Llueve. Lo hace de manera intermitente como el ritmo de mi respiración.
He fracasado, como cada noche desde hace veinte días. El agua moja mis esperanzas y su repiqueteo quiebra las pocas certezas que me quedan. Mejor eso que el sonido de sus palabras.
Mis pisadas retumban por el camino que lleva a mi casa. Su sonido es el único que me acompaña, ya que el silencio me come por dentro.
Hace mucho que apenas hablo y si lo hago es para formular la pregunta que me carcome. Incluso mi propia voz me resulta ajena, rasgada por la falta de comunicación, rota como yo.
El frío se mete en mis huesos que junto con la lluvia alivian a mi pena y mi pesar. El llanto queda disimulado gracias a las gotas que caen por mi rostro, aunque no hay nadie que me pueda ver, ni en la calle ni en casa.
Estoy sola. Terriblemente sola.
Ella, la soledad es mi fiel amiga y compañera.
Alcanzo el portal de mi vivienda. Está abierto. Alguien con sentido común lo arreglaría para evitar que cualquier persona subiera a robar. Pero aquí nadie quiere subir, nadie se atreve.
Cuando doy las luces de la escalera, su fulgor titila; la oscuridad es tan profunda que las bombillas no se arriesgan a iluminar por miedo a que la penumbra acabe comiéndoselas.
Mis pisadas rechinan en las escaleras de madera carcomidas por el tiempo y las ilusiones perdidas.
Creo escuchar voces, pero nadie vivo habita en ese edificio. Seguramente sus fantasmas aguarden el momento propicio para hablarme, pero aún no ha llegado ese instante, o eso creo.
Subo el primer piso y giro hacia la derecha. Mi casa es la primera puerta en el rellano de la derecha también. En frente hay otra puerta. Pertenecía a una mujer mayor que la partió por la mitad, con un hacha, en uno de sus múltiples ataques de esquizofrenia.

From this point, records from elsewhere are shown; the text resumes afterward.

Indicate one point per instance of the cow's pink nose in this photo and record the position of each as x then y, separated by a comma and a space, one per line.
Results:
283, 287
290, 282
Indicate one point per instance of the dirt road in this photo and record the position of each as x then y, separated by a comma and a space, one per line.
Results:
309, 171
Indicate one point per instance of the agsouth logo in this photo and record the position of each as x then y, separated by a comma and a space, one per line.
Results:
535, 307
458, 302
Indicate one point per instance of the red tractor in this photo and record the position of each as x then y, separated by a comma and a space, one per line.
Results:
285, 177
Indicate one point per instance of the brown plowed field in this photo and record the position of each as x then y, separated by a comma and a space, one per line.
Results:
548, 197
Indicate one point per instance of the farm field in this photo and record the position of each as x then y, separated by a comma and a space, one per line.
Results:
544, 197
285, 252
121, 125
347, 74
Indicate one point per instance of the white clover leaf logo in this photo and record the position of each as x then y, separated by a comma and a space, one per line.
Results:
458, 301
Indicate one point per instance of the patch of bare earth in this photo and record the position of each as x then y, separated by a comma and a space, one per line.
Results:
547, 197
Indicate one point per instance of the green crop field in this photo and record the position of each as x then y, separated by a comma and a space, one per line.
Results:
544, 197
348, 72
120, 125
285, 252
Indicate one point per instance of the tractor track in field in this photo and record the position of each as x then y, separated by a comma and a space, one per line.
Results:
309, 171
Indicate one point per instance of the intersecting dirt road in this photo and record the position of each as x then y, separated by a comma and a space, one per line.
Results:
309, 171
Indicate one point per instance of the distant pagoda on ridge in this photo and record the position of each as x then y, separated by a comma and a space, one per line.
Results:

—Tú me espías por la mirilla, maldita. Así que te dejo las puertas de mi casa abiertas de par en par para que cotillees lo que te plazca —dijo, antes de arrojarse por la ventana.
En algunas ocasiones, escucho el crujido de su mecedora al moverse. Me sigue vigilando, lo sé, no tengo duda alguna.
Empujo la puerta de mi casa. Un olor pútrido irrumpe en mis fosas nasales haciendo que una arcada suba por mi esófago. Aguanto el vómito y consigo que vuelva a su lugar de origen. La garganta me arde y un sabor entre ácido y amargo se queda en el fondo de mi paladar.
Voy directa al baño.
Me miro al espejo y cuando escupe mi reflejo lloro y grito de rabia. Golpeo el cristal y sus esquirlas se clavan en el dorso de mi mano derecha.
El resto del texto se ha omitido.